JB: So, you’re fundamentally optimistic?

KS: Yes. The new house is nice and clean too! Sometimes I get stressed about my kids and I will see things that I want to buy for them but I can’t get them because of my situation, but the house changes everything. At least I have somewhere to stay for now. I have also have the support of you guys and VIE and other charity organisations and fundraisers, donors and volunteers and other supporting groups. You are all doing wonderful support here. You’re improving people’s lives and making a lot of differences in the society. I don’t even know how to thank these charity organisations and their fundraisers. Once again thank you everybody for your time and efforts and your kindness for making differences in our lives.
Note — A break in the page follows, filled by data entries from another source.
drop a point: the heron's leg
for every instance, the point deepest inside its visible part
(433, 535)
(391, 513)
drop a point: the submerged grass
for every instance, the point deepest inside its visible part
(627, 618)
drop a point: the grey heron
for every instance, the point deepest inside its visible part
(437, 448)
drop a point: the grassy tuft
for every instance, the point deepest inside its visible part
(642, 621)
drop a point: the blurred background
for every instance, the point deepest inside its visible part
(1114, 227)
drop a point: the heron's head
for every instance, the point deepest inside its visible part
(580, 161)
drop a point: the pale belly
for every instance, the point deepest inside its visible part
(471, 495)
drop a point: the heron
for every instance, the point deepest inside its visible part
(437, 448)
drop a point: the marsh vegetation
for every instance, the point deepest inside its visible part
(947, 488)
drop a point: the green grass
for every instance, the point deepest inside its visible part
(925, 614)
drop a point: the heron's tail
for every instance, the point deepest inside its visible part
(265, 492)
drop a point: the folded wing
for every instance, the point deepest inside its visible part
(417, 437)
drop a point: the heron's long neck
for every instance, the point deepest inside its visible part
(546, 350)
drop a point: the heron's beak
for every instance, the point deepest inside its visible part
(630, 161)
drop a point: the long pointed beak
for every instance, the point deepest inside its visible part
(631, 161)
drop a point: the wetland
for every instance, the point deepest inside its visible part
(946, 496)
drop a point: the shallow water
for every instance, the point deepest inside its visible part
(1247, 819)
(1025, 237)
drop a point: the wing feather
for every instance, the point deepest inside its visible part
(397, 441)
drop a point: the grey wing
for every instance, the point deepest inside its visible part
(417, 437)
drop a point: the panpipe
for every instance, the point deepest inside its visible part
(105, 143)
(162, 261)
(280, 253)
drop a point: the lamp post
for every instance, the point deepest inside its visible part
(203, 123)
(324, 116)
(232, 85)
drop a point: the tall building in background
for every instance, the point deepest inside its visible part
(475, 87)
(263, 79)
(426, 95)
JB: How are things with your new housemate?

KS: Things are going fine. The only problem we are having is communication barrier, but I guess we’ll work on that. Secondly, he’s not always in so by the time he comes in it is late already, and he is always in his room, but sometimes I called him to come and watch TV with me.

JB: Has having a home improved your social life?

KS: Yes, it has improved my social life. For a start a massive improvement, but I still have a long way to go with the support of everybody. Being in the country 17 years not being able to work, not even entitled to public funds or claim for benefit because of my immigration status. What about my kids? I am like a state prisoner. You are living in our country, established and settled here, have your own family here, but you don’t belong here. That’s how I feel the system is treating me I don’t think that is really fair on my kids. Their so-called human rights is being hijacked by their own government.

JB: Is there anything else you want to say?

KS: just a massive thanks to everybody that supports this project. Men/women, young and old. Everything is being appreciated from the bottom of my heart. Once again thank you.